The electric company is tearing out my concrete driveway right now, part of their effort to give me new electrical service ( I've been on a temp bridge for over a year).
As it's being removed, I see a 2" pvc pipe coming from the neighbors place and ending under my driveway.
The neighbor used to have a drainage problem, no more and I guess I see why, they are draining under my driveway.
This is probably why my basement has been leaking all of a sudden.
I've got to wonder if it was the contractor who did this on his own, or if he had the neighbors go ahead.
Fortunately for me and him, he is away for 2 weeks.


----------



## apbtmom76 (Nov 4, 2008)

lol at least ya getting the problem fixed and hopefully the neighbor will get his taken care of as well.


----------



## Joewilly (Mar 6, 2011)

apbtmom76 said:


> lol at least ya getting the problem fixed and hopefully the neighbor will get his taken care of as well.


This is true.


----------



## CaLi 2 B.C. (Dec 4, 2010)

Thats no good.If you have any damages caused by this id be taking somebody to court.


----------



## ames (Jun 6, 2010)

Ugh that sucks! So glad u found it when he was gone but I would make sure to tell him so he doesn't do it again.


----------



## angelbaby (Feb 4, 2010)

lol redirect it towards his driveway before the cement is poured lol. wat a creep.


----------



## Joewilly (Mar 6, 2011)

The guys doing my driveway took care of it before I said anything to them.


----------



## cEElint (Oct 6, 2009)

i would cap it off at the property line.. if his drain backs up and overflows .. oh well


----------



## redog (Oct 14, 2005)

you would love my neighbor! they tore down their house and built a new one. then they tied into my well for water instead of drilling their own. saved em 10 grand till the pipe broke and flooded their world. law suits and health dept cost them 40 grand lol. they thought they were being sneaky


----------



## ames (Jun 6, 2010)

redog said:


> you would love my neighbor! they tore down their house and built a new one. then they tied into my well for water instead of drilling their own. saved em 10 grand till the pipe broke and flooded their world. law suits and health dept cost them 40 grand lol. they thought they were being sneaky


THAT IS HORRIBLE I can't believe the nerve of some people I mean come on! So glad thy got theirs....


----------



## Lex's Guardian (Aug 8, 2009)

Joewilly said:


> The guys doing my driveway took care of it before I said anything to them.

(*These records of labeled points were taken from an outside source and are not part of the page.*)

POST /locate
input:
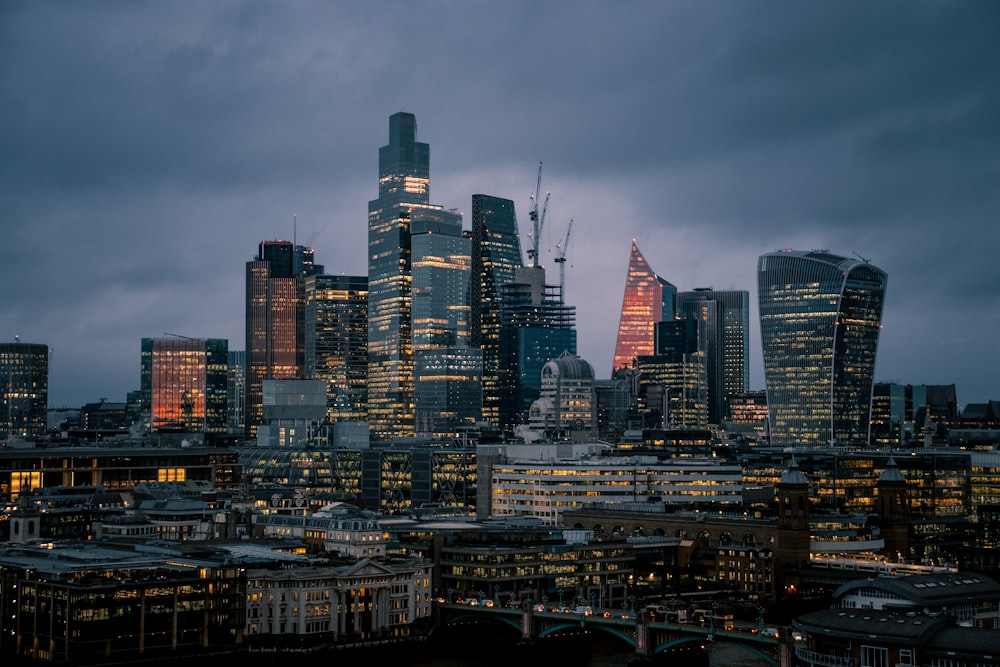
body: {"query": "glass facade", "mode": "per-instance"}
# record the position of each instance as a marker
(820, 317)
(404, 193)
(648, 299)
(275, 319)
(337, 343)
(536, 328)
(726, 316)
(184, 383)
(24, 390)
(496, 255)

Talk about a massive tool...At least you got the stuff squared away.



redog said:


> you would love my neighbor! they tore down their house and built a new one. then they tied into my well for water instead of drilling their own. saved em 10 grand till the pipe broke and flooded their world. law suits and health dept cost them 40 grand lol. they thought they were being sneaky


Your neighbors sound like real (insert word I cannot say)... Talk about a patience tester:hammer::roll:

Seriously how do you put up with the stress they cause???


----------



## Joewilly (Mar 6, 2011)

redog said:


> you would love my neighbor! they tore down their house and built a new one. then they tied into my well for water instead of drilling their own. saved em 10 grand till the pipe broke and flooded their world. law suits and health dept cost them 40 grand lol. they thought they were being sneaky


Well, that was sure an expensive lesson.

Did you ever see the movie ' Throw Momma from the train ' ?

(this is a joke, oh course, just in case anyone reading is too literal)


----------



## apbtmom76 (Nov 4, 2008)

LMAOOOO Joewilly, at above statement  And Dave that is just funny is what they get for doing that. I swear ppl are just to much sometimes.


----------